Friday, January 11, 2019

Chief Gallagher's case and commander-centric military justice

Former New York police commissioner Bernard B. Kerik and Manhattan private practitioner Timothy C. Parlatore have written this critique of commander-centric charging under the Uniform Code of Military Justice in the context of the case of SEALs Chief Petty Officer Edward Gallagher. Making common cause with Sen. Kirsten E. Giilibrand (D-NY), they write:
. . . A feature, unique to U.S. military courts alone, whereby the commander exercises almost unfettered control over the criminal prosecution of his or her subordinates. 
Imagine in any other context, a person’s employer being the sole decision maker of whether they will be charged with one or more criminal offenses. Imagine further, that this employer is not a lawyer and has no experience as a criminal investigator. While they are advised by lawyers and investigators, ultimately, they can choose to reject that advice and either drop charges against someone who appears to be guilty, or worse, pursue charges against an employee, even though investigators have determined that there was no evidence of guilt. Imagine even further that the prosecutor and all the members of the jury also work for this same employer. Sound far-fetched? It is not; it has been happening for hundreds of years in the United States military.
Under the Uniform Code of Military Justice, decisions to prosecute felony cases are not made by professional prosecutors, but rather by Admirals and Generals, whose primary concern is in the best interest of the unit, and quite often, in the best interest of their own careers. Oftentimes, the accused, the witnesses, or even the victim, all work for that same General or Admiral. In their role of overseeing criminal prosecutions, these Generals or Admirals are called the “convening authority.”

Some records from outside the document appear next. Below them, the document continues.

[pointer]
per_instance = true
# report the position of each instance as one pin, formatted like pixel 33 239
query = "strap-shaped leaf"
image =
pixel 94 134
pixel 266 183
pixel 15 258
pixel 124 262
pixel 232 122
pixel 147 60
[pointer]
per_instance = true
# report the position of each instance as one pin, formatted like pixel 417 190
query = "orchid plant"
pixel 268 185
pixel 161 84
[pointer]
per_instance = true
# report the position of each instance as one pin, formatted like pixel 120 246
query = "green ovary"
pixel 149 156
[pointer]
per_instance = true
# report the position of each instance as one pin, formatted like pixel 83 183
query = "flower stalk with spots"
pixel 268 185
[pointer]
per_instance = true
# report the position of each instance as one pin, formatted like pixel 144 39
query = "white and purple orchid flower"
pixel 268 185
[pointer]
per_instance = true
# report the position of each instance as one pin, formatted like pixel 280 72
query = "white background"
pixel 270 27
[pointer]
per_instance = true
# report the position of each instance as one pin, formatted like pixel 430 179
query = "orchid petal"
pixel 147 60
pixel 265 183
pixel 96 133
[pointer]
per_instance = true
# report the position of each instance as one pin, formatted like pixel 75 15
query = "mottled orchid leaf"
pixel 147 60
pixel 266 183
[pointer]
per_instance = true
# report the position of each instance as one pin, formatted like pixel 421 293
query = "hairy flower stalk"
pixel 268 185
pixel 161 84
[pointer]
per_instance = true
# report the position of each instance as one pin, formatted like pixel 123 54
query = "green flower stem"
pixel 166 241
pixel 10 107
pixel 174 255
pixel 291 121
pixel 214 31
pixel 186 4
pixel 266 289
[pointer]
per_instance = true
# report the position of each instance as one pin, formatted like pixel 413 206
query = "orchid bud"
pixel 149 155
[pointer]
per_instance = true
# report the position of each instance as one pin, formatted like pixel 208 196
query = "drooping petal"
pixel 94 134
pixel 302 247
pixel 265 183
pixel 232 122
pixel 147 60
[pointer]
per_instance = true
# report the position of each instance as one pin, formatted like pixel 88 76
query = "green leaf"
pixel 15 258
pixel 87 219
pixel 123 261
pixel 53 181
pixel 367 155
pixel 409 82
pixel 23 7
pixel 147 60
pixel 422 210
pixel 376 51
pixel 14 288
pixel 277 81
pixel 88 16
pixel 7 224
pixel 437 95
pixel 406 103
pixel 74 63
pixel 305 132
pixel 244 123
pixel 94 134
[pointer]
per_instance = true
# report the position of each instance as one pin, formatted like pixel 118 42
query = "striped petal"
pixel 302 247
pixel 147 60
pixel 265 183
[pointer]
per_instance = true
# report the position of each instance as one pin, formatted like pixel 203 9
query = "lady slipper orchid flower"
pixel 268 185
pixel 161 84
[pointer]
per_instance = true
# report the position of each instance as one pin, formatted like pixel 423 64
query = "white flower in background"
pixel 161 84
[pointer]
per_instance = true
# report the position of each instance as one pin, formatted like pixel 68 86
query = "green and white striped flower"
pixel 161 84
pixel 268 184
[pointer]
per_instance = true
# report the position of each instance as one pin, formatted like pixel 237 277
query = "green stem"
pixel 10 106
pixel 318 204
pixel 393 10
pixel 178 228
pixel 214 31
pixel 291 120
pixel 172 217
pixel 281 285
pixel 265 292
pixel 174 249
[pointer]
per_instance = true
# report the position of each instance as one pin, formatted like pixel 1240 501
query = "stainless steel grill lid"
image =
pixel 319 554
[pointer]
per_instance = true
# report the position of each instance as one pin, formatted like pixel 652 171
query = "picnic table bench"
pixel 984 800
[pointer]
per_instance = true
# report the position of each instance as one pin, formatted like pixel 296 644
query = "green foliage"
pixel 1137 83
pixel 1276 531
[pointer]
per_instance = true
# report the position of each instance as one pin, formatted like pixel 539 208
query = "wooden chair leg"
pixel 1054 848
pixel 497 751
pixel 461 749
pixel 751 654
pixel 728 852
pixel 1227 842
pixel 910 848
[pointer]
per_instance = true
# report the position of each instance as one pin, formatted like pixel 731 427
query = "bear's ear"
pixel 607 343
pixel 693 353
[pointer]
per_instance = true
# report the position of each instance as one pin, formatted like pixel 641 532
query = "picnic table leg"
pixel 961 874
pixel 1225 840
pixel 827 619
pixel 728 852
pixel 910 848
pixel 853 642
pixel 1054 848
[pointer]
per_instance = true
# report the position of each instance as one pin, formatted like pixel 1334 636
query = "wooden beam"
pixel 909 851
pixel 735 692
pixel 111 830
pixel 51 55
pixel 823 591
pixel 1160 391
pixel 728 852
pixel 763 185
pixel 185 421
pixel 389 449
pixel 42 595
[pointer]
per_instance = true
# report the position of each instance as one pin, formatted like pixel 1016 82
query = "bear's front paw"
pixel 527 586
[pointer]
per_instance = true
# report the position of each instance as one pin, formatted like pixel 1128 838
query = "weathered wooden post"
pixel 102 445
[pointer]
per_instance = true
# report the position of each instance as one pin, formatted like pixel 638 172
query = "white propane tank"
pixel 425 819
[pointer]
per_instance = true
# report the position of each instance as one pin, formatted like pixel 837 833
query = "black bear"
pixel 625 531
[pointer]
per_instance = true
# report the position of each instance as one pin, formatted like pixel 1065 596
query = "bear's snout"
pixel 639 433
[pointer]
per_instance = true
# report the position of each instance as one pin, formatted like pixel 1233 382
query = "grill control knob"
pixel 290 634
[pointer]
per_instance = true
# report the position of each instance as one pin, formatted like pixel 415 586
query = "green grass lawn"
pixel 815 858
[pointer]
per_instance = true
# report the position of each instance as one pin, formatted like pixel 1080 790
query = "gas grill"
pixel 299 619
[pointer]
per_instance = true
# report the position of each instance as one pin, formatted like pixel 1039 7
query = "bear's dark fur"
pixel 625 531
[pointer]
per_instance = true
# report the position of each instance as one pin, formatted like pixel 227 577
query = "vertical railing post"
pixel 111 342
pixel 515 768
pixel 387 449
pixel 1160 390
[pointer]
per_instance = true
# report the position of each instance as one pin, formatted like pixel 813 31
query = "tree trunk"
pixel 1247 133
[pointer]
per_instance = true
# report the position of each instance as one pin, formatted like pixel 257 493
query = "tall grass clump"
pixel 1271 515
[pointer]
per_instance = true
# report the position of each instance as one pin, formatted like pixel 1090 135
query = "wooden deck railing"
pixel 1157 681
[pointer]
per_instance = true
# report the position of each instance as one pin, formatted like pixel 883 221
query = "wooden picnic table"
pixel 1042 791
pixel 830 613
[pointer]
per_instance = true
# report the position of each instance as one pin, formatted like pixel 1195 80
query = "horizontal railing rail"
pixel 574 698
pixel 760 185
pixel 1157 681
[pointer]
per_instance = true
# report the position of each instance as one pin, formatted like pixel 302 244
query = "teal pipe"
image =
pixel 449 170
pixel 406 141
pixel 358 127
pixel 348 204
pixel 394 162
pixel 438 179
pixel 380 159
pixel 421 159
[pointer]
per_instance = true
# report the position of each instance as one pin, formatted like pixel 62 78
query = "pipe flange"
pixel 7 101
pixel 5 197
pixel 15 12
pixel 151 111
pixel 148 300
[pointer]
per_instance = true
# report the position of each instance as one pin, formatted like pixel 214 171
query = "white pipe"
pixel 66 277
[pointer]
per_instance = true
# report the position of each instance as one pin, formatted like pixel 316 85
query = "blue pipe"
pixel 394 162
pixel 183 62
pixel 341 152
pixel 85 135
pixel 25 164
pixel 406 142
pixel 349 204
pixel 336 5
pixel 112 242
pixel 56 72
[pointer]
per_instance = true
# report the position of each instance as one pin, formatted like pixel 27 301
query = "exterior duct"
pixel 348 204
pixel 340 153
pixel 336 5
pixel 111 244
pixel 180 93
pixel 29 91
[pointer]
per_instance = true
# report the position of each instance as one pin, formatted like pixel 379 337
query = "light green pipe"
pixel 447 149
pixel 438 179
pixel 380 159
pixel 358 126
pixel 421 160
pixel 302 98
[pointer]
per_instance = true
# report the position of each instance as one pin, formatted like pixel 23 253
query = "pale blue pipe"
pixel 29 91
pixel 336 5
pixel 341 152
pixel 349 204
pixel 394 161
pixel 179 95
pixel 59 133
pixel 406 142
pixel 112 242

The authors' claim that commander-centric charging is unique to the UCMJ is incorrect. That it should be abandoned--as numerous other democratic countries have done--is not. Query: will conservative federal legislators add their support to Sen. Gillibrand's proposed Military Justice Improvement Act? Rep. Duncan D. Hunter (R-CA) has written to President Donald J. Trump concerning Chief Gallagher's conditions of pretrial confinement. Rep. Hunter himself is facing federal criminal charges. (He was re-elected in 2018.)